Question #1 from Randy-Do you ever recommend not trying stem cell or PRP treatment for knee osteoarthritis & instead recommend knee replacement?

First, the research we have to date for PRP and stem cells to treat knee osteoarthritis shows that they are likely appropriate for different severity levels of arthritis. Before we get there, some definitions. PRP means “Platelet Rich Plasma” which is when the doctor takes your blood platelets and concentrates them. “Stem Cells” in my discussion below is using your own bone marrow aspirate from which the doctor concentrates the stem cell fraction (aka bone marrow concentrate).

For example, most of the research to date on PRP (except for a single study), shows that it tends to work the best in mild to early moderate knee arthritis.

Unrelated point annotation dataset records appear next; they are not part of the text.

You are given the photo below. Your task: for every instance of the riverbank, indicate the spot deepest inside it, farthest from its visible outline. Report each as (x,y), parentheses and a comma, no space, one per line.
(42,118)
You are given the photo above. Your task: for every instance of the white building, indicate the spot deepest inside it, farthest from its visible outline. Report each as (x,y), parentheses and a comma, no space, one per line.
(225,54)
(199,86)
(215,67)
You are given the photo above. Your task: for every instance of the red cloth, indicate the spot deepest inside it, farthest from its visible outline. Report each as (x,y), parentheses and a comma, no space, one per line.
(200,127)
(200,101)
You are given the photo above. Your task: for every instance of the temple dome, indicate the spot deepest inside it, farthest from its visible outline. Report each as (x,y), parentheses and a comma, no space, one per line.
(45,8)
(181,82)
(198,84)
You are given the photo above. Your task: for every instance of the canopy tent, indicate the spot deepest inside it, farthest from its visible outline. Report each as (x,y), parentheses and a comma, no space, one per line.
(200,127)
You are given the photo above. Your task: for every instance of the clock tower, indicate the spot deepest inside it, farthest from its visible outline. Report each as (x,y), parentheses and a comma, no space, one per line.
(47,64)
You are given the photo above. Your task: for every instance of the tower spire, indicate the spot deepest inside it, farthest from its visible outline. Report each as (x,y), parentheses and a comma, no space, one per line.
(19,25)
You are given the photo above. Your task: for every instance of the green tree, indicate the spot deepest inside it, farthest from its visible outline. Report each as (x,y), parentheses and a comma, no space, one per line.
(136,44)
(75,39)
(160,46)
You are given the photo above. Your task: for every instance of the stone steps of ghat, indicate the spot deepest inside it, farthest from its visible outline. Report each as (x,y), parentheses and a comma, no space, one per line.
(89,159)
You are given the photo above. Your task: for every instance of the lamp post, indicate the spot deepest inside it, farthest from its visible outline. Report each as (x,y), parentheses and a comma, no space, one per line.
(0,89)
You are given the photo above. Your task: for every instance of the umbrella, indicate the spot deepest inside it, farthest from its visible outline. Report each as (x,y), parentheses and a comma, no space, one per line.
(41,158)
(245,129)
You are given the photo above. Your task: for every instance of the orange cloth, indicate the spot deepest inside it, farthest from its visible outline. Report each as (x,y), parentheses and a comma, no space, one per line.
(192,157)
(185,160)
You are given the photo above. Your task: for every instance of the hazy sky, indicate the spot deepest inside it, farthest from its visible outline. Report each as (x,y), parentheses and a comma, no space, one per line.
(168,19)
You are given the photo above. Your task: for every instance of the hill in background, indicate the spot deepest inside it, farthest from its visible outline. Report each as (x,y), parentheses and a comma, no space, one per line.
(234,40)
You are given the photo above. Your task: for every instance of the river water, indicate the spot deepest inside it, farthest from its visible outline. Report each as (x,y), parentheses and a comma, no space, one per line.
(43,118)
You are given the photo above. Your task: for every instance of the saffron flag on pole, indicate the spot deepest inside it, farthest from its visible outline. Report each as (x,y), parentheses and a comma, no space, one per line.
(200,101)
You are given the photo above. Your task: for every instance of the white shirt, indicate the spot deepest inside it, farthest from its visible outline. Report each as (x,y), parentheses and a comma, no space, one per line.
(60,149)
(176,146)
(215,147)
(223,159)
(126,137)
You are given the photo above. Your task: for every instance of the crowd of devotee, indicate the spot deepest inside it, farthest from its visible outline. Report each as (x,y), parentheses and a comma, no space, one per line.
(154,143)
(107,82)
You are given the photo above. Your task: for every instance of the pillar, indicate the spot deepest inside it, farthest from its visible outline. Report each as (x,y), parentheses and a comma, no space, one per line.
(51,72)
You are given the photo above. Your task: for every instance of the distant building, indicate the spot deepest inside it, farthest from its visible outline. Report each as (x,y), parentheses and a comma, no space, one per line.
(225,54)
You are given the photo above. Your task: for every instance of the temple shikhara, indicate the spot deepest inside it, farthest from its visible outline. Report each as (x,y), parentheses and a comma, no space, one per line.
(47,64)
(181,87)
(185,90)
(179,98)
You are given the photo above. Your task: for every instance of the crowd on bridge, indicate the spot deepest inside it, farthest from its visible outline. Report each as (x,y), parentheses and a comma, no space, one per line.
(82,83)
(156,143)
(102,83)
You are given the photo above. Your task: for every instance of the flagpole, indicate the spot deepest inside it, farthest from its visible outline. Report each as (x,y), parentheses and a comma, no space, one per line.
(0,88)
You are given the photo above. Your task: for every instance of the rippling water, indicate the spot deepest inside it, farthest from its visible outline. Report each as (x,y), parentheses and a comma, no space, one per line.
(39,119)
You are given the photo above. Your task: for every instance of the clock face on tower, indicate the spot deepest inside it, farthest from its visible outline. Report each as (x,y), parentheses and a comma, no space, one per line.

That’s consistent with our experience as well. You can get more effects, in our experience, by going very high on the platelet concentration. What I mean by that is that 99% of doctors use bedside machines to make PRP and the highest those generally go is about seven times above baseline blood platelet concentration (7X). When I say “very high” I mean double to triple that concentration so 14X to 20X.

In our experience and based on our published data to date, the outcomes of stem cell procedures are much less dependent on the severity of the knee arthritis. Meaning patients with severe knee arthritis tend to do about the same as patients with mild knee arthritis. We’ve published this data in research papers and we are almost done with yet another publication to better identify if we can pick out those patients who should be told to avoid the procedure due to a high likelihood of failure. That paper will likely be submitted for publication later this year.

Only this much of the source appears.